Impedido de cadastrar e selecionar novas famílias para o Plano Nacional de Reforma Agrária e atingido por cortes orçamentários nos últimos anos, o Instituto Nacional de Colonização e Reforma Agrária (Incra) foi críticado durante audiência pública da Comissão de Direitos Humanos e Legislação Participativa do Senado, realizada nesta segunda-feira (12), para discutir as mortes de dez trabalhadores rurais sem-terra em Pau D´Arco, no Pará.
A crítica mais dura foi feita pela procuradora federal dos Direitos do Cidadão, Deborah Duprat, que sugeriu que a “paralisia” do instituto contribui para o acirramento da tensão no campo. Segundo a Comissão Pastoral da Terra (CPT), em 2016 foram registradas 61 mortes em função de conflitos no campo – o pior resultado dos últimos 13 anos.
“O Incra é hoje um factoide, pois não cumpre nenhuma das funções que lhe foram designadas. Não faz a reforma agrária, não faz demarcação de terras quilombolas, não tem orçamento e não executa orçamento. Tudo isso parou”, disse a procuradora.
De acordo com o Incra, o cadastramento, seleção e assentamento de famílias beneficiárias da reforma agrária estão suspensos desde abril de 2016, por força de uma decisão do Tribunal de Contas da União (TCU).
O órgão afirma já ter 12 mil lotes disponíveis e prontos para entregar às famílias cadastradas que atendam às exigências do Plano Nacional de Reforma Agrária, mas só pode fazer isso após o TCU julgar o mérito da representação que apura indícios de irregularidades na concessão de lotes do programa nacional e que resultou no Acórdão 775, de 2016. A expectativa do Incra é que o julgamento do acórdão ocorra nos próximos dias, mas a assessoria do TCU diz que não há prazo para a apreciação da questão.

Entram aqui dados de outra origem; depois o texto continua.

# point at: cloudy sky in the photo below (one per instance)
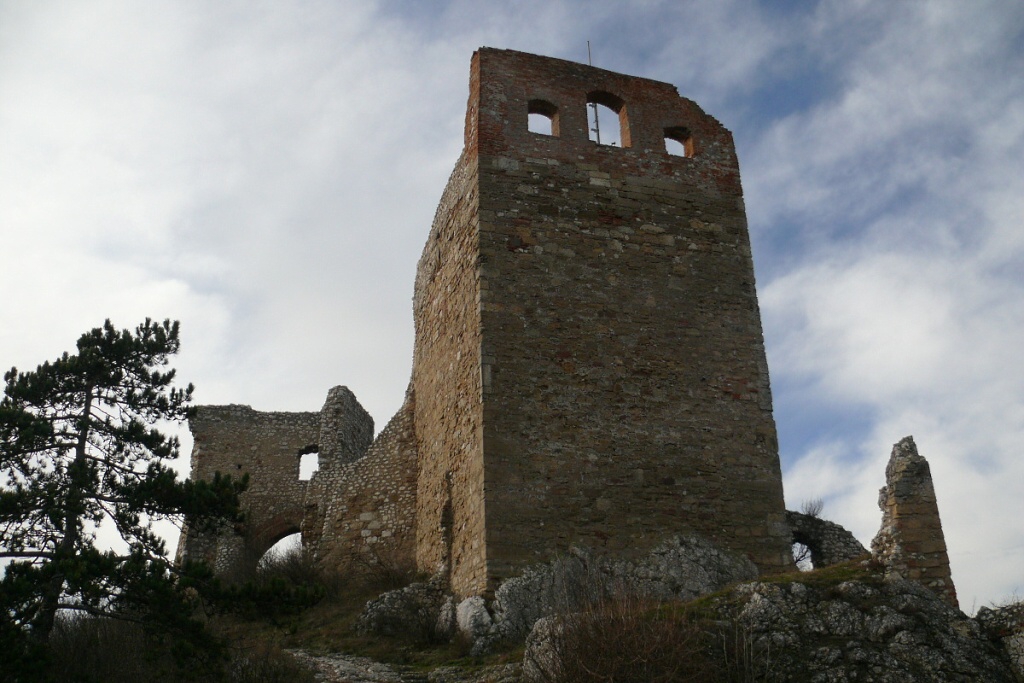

De acordo com o TCU, entre os indícios de irregularidades que estão sendo apurados nas superintendências do Incra no Amapá, em Goiás, em Mato Grosso do Sul, no Pará, em Rondônia, em Roraima, em São Paulo e no Tocantins estão a suposta existência de beneficiários que não atenderiam aos requisitos do programa de reforma agrária; inconsistência na base de dados do Sistema de Informações de Projetos de Reforma Agrária (Sipra) e a ausência e/ou deficiência na identificação de situações irregulares em projetos de assentamento. Uma auditoria finalizada em janeiro de 2016 revelou a existência de 479.695 processos com algum indício de irregularidade.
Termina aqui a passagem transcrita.